(Bloomberg) – A stronger dollar is wreaking havoc in foreign exchange markets as traders prepare for the Federal Reserve to continue aggressively raising interest rates.
Over the past week, the pound fell above $1.14 for the first time since 1985, the Australian dollar hit a two-year low against the dollar, and the Chinese yuan fell to its lowest level since 2020, breaking the 7 per dollar mark.
Meanwhile, officials in Japan have indicated that they may be preparing to intervene in the market to prevent the yen – which is hovering near a 24-year low – from weakening further. The Euro slipped back below parity despite the massive ECB rate hike last week.
Traders are betting that the Fed will have to act decisively after a higher-than-expected inflation reading this week. They fully priced the third consecutive 75 basis point from Wednesday’s meeting and see a small opportunity for a larger 100 basis point move, the largest increase since 1984.

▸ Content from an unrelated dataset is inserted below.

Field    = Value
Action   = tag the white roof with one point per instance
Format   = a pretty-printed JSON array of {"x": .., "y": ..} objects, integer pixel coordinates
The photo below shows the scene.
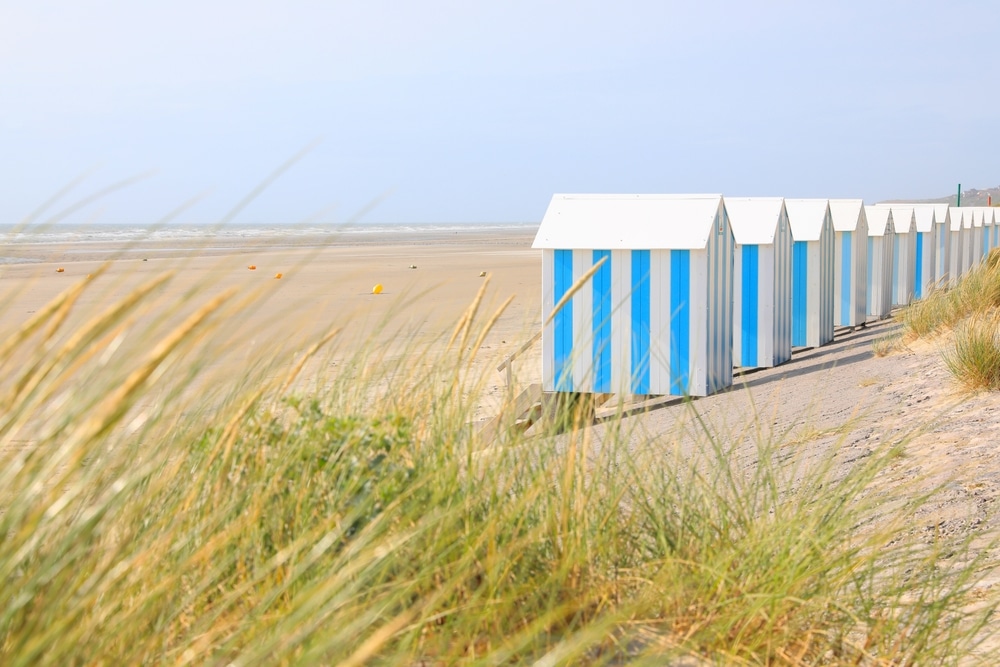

“The dollar’s call is really a call for inflation in the US,” Bank of America (NYSE:) strategists including Claudio Perón wrote in a note to clients. “Assuming the Fed remains committed to fighting inflation but also wants to avoid a hard landing, we expect the dollar to start weakening only when US inflation is on a clear downward trajectory.”
Inflation surprise puts burden on Fed to brake even harder
The Fed’s aggressive stance and the dollar’s role as a haven asset stand out against the backdrop of easing policy in China and Japan, and continuing concerns about growth in Europe due to the ongoing energy crisis. Commodity currencies were also hit, as traders factored in the risks of a global central bank tightening consumer demand.
“In such an environment, risk sentiment is struggling to recover and this is just another factor delaying any correction in the dollar,” ING Bank NV strategist Francesco Pesol wrote in a note to clients. “We see the dollar stay on solid ground in the FOMC announcement on Wednesday.”
Although the strategists at Goldman Sachs & Co (NYSE:) LLC including Dominic Wilson is not their base case, they calculated that the Fed’s tougher stance, which pushes the unemployment rate to 5%, could see another 4% increase. in dollars on a trade-weighted basis.
“Policy makers have made clear that they want to see inflation on a sustainable downward trajectory, which I interpret as at least several months of lower core inflation,” said Joachim Fels, managing director at Pacific Investment Management. The path may remain out of reach for some time, especially in the United States.”